# 2019 Outback 324Cg Furnace



## stephenjester (Mar 25, 2019)

Hello All,

Newbie here. New to the forum and new to TT life.

So here is my dilemma. About two weeks ago one of my tanks ran out of gas and I flipped the lever to draw from second tank. Heater would start the fan for about 10 second and shut off. I bled the lines with the stove. I turned off shore power. Checked the battery. Battery was bad so got a new one from interstate. Looked at the fuses and all seems to be well there. Checked fuse coming from the battery.
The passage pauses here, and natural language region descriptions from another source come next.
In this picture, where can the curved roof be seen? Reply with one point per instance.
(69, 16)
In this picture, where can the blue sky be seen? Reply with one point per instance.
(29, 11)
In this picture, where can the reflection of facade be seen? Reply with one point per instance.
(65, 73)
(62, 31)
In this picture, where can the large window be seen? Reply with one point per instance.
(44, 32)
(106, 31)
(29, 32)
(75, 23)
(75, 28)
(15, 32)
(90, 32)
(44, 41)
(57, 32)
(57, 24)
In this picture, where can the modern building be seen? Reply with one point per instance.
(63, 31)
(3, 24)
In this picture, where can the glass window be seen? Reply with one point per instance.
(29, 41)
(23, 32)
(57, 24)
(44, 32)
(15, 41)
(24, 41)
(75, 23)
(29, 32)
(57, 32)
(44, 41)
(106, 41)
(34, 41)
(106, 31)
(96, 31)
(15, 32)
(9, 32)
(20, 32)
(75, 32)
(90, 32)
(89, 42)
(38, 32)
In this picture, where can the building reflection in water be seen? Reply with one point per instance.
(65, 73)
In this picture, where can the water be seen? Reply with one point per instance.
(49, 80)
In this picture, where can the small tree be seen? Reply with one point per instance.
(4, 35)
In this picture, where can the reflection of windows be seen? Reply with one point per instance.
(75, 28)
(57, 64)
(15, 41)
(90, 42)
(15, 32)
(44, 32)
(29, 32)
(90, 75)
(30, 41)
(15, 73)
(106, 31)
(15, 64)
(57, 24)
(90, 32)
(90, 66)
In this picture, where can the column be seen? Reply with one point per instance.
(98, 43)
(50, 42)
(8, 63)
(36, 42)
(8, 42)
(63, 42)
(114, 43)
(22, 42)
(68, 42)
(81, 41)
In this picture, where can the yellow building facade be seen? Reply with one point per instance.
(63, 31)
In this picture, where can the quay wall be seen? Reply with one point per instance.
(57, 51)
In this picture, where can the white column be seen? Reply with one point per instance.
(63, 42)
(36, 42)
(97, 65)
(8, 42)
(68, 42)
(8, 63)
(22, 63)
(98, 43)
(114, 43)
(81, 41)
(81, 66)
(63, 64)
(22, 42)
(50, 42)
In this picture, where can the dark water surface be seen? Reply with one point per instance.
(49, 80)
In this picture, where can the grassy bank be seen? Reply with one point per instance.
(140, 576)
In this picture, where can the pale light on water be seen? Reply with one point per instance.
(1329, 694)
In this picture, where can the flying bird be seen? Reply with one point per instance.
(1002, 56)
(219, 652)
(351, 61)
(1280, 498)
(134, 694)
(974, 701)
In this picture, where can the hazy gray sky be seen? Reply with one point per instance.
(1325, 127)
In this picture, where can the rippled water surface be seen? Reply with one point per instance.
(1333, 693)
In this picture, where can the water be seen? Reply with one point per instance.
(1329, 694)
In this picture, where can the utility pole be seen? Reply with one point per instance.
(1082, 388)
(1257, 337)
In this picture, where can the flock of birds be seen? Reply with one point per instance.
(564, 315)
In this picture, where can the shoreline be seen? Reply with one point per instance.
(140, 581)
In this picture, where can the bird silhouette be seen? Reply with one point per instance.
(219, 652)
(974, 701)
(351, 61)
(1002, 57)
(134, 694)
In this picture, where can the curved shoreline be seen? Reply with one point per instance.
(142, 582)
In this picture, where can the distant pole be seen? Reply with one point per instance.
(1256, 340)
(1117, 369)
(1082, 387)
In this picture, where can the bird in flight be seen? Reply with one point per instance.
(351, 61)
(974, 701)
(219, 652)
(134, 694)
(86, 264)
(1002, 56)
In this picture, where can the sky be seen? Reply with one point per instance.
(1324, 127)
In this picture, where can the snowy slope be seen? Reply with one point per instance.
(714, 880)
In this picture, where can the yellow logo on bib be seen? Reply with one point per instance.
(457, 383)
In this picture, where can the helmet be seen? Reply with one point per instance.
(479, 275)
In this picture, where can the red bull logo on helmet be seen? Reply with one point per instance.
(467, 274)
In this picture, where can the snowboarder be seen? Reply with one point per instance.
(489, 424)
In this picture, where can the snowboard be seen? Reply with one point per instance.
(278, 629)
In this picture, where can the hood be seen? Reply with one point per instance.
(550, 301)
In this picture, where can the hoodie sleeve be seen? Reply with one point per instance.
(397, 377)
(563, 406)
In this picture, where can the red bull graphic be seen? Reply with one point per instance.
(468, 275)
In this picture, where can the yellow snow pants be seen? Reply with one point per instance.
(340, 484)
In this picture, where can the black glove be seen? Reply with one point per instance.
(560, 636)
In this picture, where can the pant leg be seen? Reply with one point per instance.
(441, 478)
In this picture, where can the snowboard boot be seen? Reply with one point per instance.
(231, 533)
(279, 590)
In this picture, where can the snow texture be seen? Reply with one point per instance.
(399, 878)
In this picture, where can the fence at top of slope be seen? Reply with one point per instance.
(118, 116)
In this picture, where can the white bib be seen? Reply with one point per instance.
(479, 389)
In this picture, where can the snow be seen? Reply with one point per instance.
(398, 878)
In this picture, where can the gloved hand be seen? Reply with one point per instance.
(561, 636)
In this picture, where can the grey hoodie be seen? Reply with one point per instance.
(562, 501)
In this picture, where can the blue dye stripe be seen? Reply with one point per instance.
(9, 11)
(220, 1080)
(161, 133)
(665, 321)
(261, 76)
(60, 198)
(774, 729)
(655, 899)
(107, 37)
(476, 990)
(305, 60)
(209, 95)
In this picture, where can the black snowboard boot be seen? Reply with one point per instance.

I have checked everything I have read as instructions online and still have not corrected the problem

Any suggestions?

Stephen


----------



## RickyandSamantha (Aug 27, 2018)

when our tank1 ran out in December our "auto" switch didn't switch tanks. had to switch manually, and still no furnace. i put a different tank on in place of tank1 and then it worked fine, didn't have to bleed the lines or anything.


----------



## Jamescox169 (Jan 19, 2020)

I have had the same problem, 2018 Outback 324 CG here. Each time the tanks auto switch valve makes the auto switch it causes a fault in the heater. Replaced the circuit board the first time, haven't figured out the solution yet as it has happened again. Checked the gas each time, works just fine when the switch is made but the burner no longer switches on. Going to try the reset switch which is on top of the heater....hard to reach as there is no outside access ( sure wish they would have put a panel on the outside) so you have take the panel off and get on the floor. Taking the heater out is a whole other issue, glad to explain what I have done if needed.


----------